Korver made seven consecutive 3-point attempts on his way to a season-high 28 points, leading the Hawks to a 124-107 victory on Wednesday.

"Those are dangerous games," Korver said. "We kind of said when the fourth quarter started that we've got to pick it up right now."

Al Horford added 25 points and 10 rebounds for the Hawks, who have won two straight and five of seven. Jeff Teague finished with 18 points and tied a career high with 15 assists.

DeMarcus Cousins scored 28 points, Rudy Gay had 22 and Isaiah Thomas 20 for the Kings, who allowed a season high in points.

The Hawks outscored the Kings 39-20 in the fourth quarter of their 12th consecutive victory against Sacramento. Horford made consecutive jumpers to help Atlanta open a 117-105 lead with 2:49 left.

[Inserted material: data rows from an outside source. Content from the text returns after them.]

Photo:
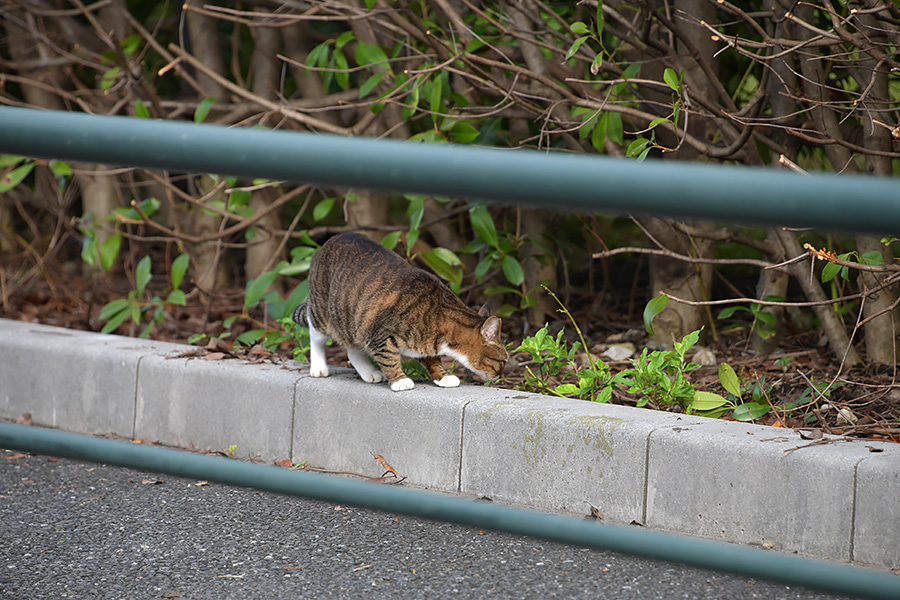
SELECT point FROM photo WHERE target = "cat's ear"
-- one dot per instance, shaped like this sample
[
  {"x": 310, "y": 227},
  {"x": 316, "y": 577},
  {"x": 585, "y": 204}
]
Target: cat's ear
[{"x": 490, "y": 330}]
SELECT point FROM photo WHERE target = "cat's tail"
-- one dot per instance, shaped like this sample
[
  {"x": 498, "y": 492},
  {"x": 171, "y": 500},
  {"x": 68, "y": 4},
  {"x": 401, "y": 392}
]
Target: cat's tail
[{"x": 299, "y": 315}]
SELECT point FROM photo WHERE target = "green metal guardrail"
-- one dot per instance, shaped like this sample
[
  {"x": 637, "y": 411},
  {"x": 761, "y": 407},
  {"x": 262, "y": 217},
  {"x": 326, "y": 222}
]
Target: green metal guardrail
[
  {"x": 752, "y": 562},
  {"x": 554, "y": 180}
]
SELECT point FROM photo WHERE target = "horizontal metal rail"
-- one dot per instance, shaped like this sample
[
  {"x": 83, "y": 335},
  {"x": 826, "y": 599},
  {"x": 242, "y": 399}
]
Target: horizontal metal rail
[
  {"x": 556, "y": 180},
  {"x": 742, "y": 560}
]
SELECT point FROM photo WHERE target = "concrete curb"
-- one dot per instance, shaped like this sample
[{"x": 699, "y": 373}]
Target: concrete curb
[{"x": 721, "y": 480}]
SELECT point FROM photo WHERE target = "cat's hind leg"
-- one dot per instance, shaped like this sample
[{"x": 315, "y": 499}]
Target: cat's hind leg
[
  {"x": 438, "y": 374},
  {"x": 365, "y": 368},
  {"x": 318, "y": 367}
]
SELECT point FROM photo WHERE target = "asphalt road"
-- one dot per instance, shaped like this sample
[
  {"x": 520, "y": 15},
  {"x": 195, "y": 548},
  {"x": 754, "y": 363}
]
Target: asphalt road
[{"x": 78, "y": 530}]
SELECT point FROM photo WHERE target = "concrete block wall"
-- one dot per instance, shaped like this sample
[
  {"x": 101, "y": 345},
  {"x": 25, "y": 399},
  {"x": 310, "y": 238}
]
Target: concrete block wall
[{"x": 721, "y": 480}]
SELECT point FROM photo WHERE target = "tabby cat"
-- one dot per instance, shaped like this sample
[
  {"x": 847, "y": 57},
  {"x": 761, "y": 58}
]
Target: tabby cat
[{"x": 375, "y": 304}]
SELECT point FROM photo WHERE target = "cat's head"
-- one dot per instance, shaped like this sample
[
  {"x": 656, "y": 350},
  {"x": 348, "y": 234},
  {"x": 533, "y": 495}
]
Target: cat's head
[{"x": 489, "y": 358}]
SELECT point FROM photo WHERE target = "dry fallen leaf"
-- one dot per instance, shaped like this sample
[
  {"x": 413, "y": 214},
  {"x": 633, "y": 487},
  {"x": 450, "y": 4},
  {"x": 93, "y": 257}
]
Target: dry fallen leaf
[
  {"x": 385, "y": 464},
  {"x": 812, "y": 434}
]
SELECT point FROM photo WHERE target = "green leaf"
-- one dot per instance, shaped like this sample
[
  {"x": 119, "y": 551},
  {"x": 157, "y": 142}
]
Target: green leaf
[
  {"x": 729, "y": 380},
  {"x": 344, "y": 39},
  {"x": 597, "y": 63},
  {"x": 614, "y": 128},
  {"x": 829, "y": 271},
  {"x": 483, "y": 267},
  {"x": 60, "y": 169},
  {"x": 567, "y": 388},
  {"x": 256, "y": 288},
  {"x": 142, "y": 274},
  {"x": 202, "y": 110},
  {"x": 435, "y": 94},
  {"x": 109, "y": 250},
  {"x": 707, "y": 401},
  {"x": 670, "y": 78},
  {"x": 341, "y": 76},
  {"x": 483, "y": 224},
  {"x": 653, "y": 308},
  {"x": 579, "y": 28},
  {"x": 636, "y": 147},
  {"x": 323, "y": 208},
  {"x": 872, "y": 257},
  {"x": 750, "y": 411},
  {"x": 512, "y": 270},
  {"x": 141, "y": 110},
  {"x": 367, "y": 54},
  {"x": 176, "y": 297},
  {"x": 116, "y": 318},
  {"x": 366, "y": 88},
  {"x": 179, "y": 268},
  {"x": 598, "y": 136},
  {"x": 89, "y": 249},
  {"x": 109, "y": 78},
  {"x": 114, "y": 307},
  {"x": 15, "y": 177},
  {"x": 575, "y": 46},
  {"x": 464, "y": 133}
]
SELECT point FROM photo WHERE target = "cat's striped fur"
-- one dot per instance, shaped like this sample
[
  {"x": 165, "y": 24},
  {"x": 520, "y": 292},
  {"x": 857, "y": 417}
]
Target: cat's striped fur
[{"x": 376, "y": 304}]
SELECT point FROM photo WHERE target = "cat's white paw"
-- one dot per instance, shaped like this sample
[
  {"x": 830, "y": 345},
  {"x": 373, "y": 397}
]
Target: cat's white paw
[
  {"x": 373, "y": 377},
  {"x": 401, "y": 385},
  {"x": 318, "y": 370},
  {"x": 447, "y": 381}
]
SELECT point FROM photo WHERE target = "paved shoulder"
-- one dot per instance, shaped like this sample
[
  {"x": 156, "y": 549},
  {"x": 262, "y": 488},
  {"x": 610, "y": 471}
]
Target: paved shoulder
[{"x": 77, "y": 530}]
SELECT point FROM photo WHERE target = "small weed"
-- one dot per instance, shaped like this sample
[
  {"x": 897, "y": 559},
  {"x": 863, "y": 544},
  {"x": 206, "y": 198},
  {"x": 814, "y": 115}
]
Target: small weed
[{"x": 657, "y": 376}]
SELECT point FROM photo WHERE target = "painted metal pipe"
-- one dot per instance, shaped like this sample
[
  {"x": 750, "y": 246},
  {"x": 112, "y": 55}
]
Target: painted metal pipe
[
  {"x": 556, "y": 180},
  {"x": 752, "y": 562}
]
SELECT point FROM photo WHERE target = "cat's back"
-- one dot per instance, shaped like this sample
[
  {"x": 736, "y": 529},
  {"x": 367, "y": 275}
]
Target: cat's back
[
  {"x": 353, "y": 268},
  {"x": 356, "y": 252}
]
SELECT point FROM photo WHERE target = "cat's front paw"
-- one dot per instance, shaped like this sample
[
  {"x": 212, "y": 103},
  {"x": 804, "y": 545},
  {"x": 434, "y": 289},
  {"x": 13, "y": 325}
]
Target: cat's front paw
[
  {"x": 318, "y": 371},
  {"x": 372, "y": 377},
  {"x": 402, "y": 385},
  {"x": 447, "y": 381}
]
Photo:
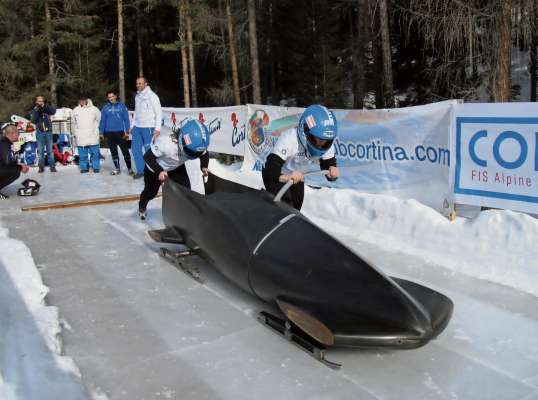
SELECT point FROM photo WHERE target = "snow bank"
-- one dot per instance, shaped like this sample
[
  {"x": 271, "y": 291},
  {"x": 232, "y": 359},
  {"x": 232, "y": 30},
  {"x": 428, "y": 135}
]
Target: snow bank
[
  {"x": 498, "y": 246},
  {"x": 31, "y": 366}
]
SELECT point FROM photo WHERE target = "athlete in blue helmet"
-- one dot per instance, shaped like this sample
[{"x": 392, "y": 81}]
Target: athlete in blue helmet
[
  {"x": 166, "y": 158},
  {"x": 312, "y": 139}
]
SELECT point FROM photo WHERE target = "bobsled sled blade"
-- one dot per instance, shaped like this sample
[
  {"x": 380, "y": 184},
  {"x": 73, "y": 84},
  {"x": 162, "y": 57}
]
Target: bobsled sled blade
[
  {"x": 166, "y": 235},
  {"x": 310, "y": 325}
]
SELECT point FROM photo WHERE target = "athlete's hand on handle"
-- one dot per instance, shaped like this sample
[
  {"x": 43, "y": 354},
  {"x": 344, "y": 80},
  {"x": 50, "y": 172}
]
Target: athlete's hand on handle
[
  {"x": 295, "y": 176},
  {"x": 334, "y": 172}
]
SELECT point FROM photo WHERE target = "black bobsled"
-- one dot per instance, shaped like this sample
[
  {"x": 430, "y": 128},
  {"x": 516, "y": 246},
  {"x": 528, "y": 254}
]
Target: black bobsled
[{"x": 273, "y": 251}]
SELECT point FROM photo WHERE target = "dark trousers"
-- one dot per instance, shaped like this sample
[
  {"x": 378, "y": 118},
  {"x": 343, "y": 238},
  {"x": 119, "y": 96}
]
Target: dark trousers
[
  {"x": 294, "y": 196},
  {"x": 9, "y": 175},
  {"x": 44, "y": 141},
  {"x": 115, "y": 139},
  {"x": 152, "y": 183}
]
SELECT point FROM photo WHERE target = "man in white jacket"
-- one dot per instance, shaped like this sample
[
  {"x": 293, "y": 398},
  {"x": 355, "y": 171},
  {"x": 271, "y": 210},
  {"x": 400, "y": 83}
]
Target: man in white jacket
[
  {"x": 85, "y": 127},
  {"x": 147, "y": 123}
]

"I guess I'm not doing a good enough job of giving them a game plan that they can execute," Sacramento coach Michael Malone said, "and I'm not doing a good enough job of explaining who the players are on their team that can make shots."

Korver missed his first 3 attempt early in the first, but then hit seven in a row before missing midway through the fourth. He went 8 for 10 from long range while extending his NBA record to 95 straight games with at least one 3-pointer.

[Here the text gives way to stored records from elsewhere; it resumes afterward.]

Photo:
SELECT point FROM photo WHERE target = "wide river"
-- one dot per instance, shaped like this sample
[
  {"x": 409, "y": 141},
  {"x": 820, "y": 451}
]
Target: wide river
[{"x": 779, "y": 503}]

Korver finished with his highest point total since Nov. 21, 2007, when he scored 31 for Philadelphia in a 104-84 home victory over New York.

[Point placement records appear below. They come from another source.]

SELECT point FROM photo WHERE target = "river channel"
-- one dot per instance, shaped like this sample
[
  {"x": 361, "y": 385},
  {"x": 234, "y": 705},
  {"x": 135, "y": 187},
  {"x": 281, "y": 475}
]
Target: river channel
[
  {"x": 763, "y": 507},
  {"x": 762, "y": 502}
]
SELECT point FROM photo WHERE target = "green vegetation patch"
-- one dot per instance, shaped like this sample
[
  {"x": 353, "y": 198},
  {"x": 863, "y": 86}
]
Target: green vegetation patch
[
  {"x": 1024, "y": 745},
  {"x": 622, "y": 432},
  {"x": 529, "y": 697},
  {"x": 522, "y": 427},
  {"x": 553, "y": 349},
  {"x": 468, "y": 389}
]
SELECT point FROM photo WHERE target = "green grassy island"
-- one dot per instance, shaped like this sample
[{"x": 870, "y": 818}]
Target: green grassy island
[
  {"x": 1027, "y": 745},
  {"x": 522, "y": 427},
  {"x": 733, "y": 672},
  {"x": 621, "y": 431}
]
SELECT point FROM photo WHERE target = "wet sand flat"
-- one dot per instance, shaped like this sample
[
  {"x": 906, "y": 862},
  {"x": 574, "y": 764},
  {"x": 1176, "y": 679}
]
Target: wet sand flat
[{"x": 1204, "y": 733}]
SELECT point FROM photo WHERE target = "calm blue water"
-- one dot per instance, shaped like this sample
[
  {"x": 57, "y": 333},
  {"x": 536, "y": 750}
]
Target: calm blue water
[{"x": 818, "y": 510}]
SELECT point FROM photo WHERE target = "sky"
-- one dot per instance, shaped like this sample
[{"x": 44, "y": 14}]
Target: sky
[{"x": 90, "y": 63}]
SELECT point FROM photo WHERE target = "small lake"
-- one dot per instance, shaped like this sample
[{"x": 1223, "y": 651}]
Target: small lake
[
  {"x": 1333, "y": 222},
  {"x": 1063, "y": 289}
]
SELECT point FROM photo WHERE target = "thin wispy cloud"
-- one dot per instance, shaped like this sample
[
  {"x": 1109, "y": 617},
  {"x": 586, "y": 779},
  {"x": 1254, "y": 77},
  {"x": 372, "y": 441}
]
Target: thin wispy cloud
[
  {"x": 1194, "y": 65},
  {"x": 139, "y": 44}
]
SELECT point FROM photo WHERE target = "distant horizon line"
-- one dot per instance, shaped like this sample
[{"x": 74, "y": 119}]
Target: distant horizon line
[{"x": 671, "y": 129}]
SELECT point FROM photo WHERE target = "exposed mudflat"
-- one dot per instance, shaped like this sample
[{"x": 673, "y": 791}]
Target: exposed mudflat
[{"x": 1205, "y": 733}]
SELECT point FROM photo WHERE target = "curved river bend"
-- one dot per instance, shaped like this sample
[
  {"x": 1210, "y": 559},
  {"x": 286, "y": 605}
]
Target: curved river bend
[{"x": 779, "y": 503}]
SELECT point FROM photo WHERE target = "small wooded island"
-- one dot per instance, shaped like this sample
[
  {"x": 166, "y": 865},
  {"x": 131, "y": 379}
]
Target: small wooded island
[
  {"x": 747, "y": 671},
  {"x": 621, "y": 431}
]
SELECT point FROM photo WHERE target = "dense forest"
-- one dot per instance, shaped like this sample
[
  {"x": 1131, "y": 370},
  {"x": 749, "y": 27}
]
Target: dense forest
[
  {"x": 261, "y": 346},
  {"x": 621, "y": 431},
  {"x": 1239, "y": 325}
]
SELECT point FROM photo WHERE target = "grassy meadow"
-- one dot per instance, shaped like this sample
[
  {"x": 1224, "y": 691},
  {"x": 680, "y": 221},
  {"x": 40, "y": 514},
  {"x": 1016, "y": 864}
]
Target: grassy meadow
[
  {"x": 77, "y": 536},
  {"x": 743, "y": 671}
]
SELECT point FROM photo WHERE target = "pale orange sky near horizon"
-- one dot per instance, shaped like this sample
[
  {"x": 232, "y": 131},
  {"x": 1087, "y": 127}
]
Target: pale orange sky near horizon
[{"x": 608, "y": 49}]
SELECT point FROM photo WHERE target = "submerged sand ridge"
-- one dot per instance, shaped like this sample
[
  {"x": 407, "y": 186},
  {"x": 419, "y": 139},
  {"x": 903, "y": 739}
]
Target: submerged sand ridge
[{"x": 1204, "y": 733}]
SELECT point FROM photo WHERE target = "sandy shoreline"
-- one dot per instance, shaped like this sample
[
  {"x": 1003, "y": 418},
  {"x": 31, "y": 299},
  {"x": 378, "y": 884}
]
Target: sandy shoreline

"I got a lot of really good looks tonight," Korver said. "I usually don't get that many. That was a product of a lot of our spacing and just everyone knocking down shots."

Atlanta finished with 38 assists for its highest total since it had 39 in a 136-104 home victory over Philadelphia on April 19, 1997.

"That's the product of a lot of things," Korver said. "It's unselfishness, it's good spacing, it's a lot of guys in rhythm, it's everyone being dangerous and no one's really sure where the help is going to come from (on defense). When Jeff is attacking like that and really going to the basket, it really creates a lot of openings for us."